Drivesmart column: Please, not so close

This must have been Following Too Closely Week in British Columbia.

By Tim Schewe

This must have been Following Too Closely Week in British Columbia. I received the story of an incident in Sooke, an analysis of a video from Richmond and was subjected to this dangerous behaviour myself. You might be able to get away with ignoring the Motor Vehicle Act, but the laws of physics will eventually prevail.

The story out of Sooke goes like this:

“I’ve just witnessed the most inconsistent driver I’ve EVER SEEN in my 38 years of driving!

“A black car passed me on the four lanes towards Sooke. He gets behind a pickup and commences to follow between 20 to five feet, maybe even LESS a couple times, all the way to Sooke. I was waiting for them to crash he was so close!!!

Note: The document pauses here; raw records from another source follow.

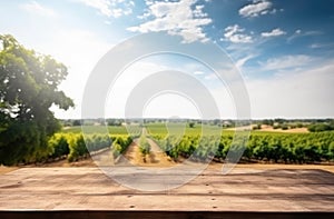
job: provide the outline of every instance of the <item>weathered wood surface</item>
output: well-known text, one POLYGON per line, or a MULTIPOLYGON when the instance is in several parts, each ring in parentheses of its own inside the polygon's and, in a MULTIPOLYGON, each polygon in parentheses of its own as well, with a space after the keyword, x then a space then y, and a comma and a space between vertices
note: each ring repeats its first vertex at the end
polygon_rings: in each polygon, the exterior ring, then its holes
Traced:
POLYGON ((236 168, 224 176, 206 170, 177 189, 143 192, 116 183, 98 168, 22 168, 0 175, 0 210, 334 212, 334 175, 236 168))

“When the pickup turned off he’s right on the bumper of the next driver.

“Now here’s the crazy part: He signals properly going through the traffic circle and signals to go into Village foods.

“So he KNOWS how to drive properly yet tailgates like the most ignorant driver on the road…”

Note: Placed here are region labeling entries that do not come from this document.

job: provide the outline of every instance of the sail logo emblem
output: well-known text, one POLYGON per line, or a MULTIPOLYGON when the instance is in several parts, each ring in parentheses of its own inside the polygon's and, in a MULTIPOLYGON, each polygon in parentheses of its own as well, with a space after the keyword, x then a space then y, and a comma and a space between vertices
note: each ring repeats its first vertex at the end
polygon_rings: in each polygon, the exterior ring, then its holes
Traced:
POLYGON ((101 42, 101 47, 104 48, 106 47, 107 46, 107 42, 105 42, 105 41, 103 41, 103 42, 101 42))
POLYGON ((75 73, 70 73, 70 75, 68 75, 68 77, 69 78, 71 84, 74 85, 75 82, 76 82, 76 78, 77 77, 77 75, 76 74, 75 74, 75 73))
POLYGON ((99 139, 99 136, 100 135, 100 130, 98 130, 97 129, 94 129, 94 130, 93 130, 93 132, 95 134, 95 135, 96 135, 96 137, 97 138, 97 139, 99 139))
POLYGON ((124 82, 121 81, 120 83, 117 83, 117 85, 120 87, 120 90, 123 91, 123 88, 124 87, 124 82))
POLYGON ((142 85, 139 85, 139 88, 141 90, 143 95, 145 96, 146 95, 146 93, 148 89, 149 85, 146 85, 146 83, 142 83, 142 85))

Last Wednesday afternoon I was traveling in the right hand lane northbound on the south side of the Malahat. I had just entered the 70 km/h zone on the south side when I heard a loud air horn sound behind me. A glance in my rear view mirror showed nothing for a few moments but the shiny chrome grille of a green dump truck pulling a pup trailer.

Apparently he did not want to slow down or change lanes.

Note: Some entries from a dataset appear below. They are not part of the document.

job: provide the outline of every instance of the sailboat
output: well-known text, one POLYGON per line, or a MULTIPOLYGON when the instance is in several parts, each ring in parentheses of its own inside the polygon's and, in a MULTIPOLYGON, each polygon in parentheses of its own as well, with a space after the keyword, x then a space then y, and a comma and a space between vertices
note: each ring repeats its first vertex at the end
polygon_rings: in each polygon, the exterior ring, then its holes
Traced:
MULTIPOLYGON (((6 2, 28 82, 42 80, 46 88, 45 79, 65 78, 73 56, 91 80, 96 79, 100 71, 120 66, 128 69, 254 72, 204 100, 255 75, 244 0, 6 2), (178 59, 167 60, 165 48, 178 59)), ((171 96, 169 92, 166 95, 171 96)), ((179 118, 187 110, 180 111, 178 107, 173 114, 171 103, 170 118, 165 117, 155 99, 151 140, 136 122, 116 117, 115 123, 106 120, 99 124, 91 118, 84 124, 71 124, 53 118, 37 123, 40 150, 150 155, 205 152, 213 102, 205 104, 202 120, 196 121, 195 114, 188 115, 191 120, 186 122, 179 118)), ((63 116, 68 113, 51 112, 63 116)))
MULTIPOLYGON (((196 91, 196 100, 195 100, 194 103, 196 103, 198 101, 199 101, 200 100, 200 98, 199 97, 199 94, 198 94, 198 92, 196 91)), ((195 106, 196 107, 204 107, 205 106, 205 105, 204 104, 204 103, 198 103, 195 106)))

The drivers in these two stories knew they were wrong.

The one in Sooke made a deliberate choice to ignore common sense. Hopefully he has not fallen into the trap of letting this become his default setting because nothing bad has happened from it, yet.

In my case it was either the driver not wanting to slow on the hill or he had a momentary lapse of attention and was warning me of an impending collision because of it.

The video in the Richmond article shows typical following distances on B.C.’s highways today.

ICBC no longer publishes detailed collision data by contributing factor as it did years ago. However, a document from 2007 shows following distance at No. 7 in the list of top 10 causes of collisions.

This behaviour does not make the top 10 in traffic tickets issued during 2017 though. Police wrote about 2,000 tickets for following too closely in general and 48 for commercial vehicle following too closely specifically. This is about 0.5 per cent of the total number of tickets issued that year.

Please, not so close! Leave at least two seconds’ distance between vehicles. The risk may be comfortable for you but it’s not the smart choice.